How Do We Counter Hate Speech in Italy?

Vittoria Tonini, Simona Frenda, Marco Antonio Stranisci, Viviana Patti


Abstract
The phenomenon of online hate speech is a growing challenge and various organisations try to prevent its spread answering promptly to hateful messages online. In this context, we propose a new dataset of activists’ and users’ comments on Facebook reacting to specific news headlines: AmnestyCounterHS. Taking into account the literature on counterspeech, we defined a new schema of annotation and applied it to our dataset, in order to examine the most used counter-narrative strategies in Italy. This research aims to support the future development of automatic counterspeech generation. This paper presents also a comparative analysis of our dataset with other two datasets in Italian (Counter-TWIT and multilingual CONAN) containing hate speech and counter narratives. Through this analysis, we will understand how the environment (artificial vs. ecological) and the topics of discussions online influence the nature of counter narratives.

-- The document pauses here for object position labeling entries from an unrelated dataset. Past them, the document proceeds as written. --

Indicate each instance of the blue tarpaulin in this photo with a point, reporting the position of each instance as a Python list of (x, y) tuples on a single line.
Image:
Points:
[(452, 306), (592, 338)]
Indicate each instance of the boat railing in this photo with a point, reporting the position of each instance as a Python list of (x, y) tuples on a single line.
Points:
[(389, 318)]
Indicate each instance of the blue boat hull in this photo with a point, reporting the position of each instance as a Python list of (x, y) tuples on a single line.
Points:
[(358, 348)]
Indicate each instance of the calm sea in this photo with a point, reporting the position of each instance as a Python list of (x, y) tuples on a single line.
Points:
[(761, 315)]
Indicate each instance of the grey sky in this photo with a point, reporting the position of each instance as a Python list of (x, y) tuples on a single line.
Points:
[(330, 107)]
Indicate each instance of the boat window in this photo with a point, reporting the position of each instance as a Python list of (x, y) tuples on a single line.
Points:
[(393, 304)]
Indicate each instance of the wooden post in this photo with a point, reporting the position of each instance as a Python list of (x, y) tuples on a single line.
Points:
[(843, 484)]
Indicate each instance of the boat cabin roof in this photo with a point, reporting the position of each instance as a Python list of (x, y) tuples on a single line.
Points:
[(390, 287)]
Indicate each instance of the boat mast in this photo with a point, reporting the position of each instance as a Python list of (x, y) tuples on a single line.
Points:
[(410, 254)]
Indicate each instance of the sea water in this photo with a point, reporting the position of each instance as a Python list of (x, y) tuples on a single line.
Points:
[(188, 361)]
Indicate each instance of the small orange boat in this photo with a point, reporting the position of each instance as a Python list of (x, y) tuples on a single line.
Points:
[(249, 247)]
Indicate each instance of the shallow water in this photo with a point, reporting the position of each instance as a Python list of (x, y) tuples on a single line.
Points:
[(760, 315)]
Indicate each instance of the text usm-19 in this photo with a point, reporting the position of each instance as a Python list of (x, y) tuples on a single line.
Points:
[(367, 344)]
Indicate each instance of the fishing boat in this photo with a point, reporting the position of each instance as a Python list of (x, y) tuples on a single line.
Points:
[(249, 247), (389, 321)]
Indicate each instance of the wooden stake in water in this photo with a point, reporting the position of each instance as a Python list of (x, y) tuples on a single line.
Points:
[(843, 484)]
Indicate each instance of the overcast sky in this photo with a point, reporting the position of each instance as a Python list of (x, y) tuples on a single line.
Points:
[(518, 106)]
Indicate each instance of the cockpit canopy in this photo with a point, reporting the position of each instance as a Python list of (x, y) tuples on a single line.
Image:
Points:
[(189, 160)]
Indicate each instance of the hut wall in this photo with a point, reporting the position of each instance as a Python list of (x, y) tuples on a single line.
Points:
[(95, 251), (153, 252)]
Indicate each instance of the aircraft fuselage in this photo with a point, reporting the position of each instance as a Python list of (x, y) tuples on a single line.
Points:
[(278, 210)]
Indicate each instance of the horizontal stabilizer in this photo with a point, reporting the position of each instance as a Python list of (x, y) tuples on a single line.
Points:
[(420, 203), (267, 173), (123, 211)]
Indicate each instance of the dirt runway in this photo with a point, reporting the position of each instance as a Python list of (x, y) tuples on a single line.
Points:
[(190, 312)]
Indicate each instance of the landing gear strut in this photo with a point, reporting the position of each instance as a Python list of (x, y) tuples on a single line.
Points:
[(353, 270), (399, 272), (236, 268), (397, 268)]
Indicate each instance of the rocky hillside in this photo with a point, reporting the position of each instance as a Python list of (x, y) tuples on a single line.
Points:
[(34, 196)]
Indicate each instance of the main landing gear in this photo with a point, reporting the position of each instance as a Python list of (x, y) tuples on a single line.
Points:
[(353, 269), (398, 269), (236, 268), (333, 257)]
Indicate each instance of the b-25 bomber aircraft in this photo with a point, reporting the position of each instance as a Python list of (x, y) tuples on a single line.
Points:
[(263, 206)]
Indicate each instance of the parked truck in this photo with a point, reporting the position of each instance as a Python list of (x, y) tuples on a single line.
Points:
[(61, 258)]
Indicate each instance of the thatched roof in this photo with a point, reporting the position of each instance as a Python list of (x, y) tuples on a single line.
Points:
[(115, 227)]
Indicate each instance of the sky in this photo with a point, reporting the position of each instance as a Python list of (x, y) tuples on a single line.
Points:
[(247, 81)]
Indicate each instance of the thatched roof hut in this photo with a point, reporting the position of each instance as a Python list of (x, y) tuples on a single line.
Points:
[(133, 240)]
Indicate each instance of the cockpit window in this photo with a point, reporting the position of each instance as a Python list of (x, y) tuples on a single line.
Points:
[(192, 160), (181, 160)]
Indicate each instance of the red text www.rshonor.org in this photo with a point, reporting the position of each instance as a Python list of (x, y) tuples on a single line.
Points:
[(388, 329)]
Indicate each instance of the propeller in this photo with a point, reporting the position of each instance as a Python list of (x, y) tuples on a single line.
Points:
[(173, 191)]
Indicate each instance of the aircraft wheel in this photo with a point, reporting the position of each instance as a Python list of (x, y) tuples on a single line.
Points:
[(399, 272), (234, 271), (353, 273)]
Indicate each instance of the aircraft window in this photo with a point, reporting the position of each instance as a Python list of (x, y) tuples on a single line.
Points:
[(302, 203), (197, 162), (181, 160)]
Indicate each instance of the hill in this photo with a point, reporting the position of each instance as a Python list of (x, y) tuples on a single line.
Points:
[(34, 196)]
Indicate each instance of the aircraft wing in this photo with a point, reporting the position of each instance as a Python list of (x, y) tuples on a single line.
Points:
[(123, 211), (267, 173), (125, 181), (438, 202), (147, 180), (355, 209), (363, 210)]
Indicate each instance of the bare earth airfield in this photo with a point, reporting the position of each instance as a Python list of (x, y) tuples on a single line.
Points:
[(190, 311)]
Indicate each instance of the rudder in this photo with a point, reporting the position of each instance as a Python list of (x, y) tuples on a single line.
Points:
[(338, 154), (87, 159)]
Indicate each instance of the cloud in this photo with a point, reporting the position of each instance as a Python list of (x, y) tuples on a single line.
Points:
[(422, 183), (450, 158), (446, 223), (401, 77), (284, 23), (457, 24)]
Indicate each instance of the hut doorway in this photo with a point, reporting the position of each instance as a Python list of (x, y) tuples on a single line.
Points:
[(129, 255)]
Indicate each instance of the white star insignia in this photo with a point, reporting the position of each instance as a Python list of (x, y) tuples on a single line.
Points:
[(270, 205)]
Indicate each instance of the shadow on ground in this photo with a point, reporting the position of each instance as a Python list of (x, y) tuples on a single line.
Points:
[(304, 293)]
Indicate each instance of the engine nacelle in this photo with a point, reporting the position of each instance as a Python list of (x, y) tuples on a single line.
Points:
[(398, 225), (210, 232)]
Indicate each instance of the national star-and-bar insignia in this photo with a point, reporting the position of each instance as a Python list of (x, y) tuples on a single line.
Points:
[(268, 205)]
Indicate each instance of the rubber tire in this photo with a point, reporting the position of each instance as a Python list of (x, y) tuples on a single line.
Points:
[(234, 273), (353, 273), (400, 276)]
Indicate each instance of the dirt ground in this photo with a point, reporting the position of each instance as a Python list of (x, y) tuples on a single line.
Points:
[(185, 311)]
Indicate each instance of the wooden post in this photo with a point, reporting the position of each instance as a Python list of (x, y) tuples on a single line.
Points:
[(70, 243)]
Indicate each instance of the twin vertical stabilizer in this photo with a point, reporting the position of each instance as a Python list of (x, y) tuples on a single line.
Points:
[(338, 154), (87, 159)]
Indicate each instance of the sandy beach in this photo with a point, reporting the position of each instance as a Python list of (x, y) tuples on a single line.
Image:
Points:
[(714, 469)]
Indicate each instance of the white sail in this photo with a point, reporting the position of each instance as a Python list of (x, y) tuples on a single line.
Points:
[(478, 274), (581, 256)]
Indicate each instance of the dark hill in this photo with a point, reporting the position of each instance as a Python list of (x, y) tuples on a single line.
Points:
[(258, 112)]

Our findings highlight the predominance of negative sentiment and emotions, the varying presence of stereotypes, and the strategic differences in counter narratives across dataset.
Anthology ID:
2024.clicit-1.103
Volume:
Proceedings of the 10th Italian Conference on Computational Linguistics (CLiC-it 2024)
Month:
December
Year:
2024
Address:
Pisa, Italy
Editors:
Felice Dell'Orletta, Alessandro Lenci, Simonetta Montemagni, Rachele Sprugnoli
Venue:
CLiC-it
SIG:
Publisher:
CEUR Workshop Proceedings
Note:
Pages:
955–966
Language:
URL:
https://aclanthology.org/2024.clicit-1.103/
DOI:
Bibkey:
Cite (ACL):
Vittoria Tonini, Simona Frenda, Marco Antonio Stranisci, and Viviana Patti. 2024. How Do We Counter Hate Speech in Italy?. In Proceedings of the 10th Italian Conference on Computational Linguistics (CLiC-it 2024), pages 955–966, Pisa, Italy. CEUR Workshop Proceedings.
Cite (Informal):
How Do We Counter Hate Speech in Italy? (Tonini et al., CLiC-it 2024)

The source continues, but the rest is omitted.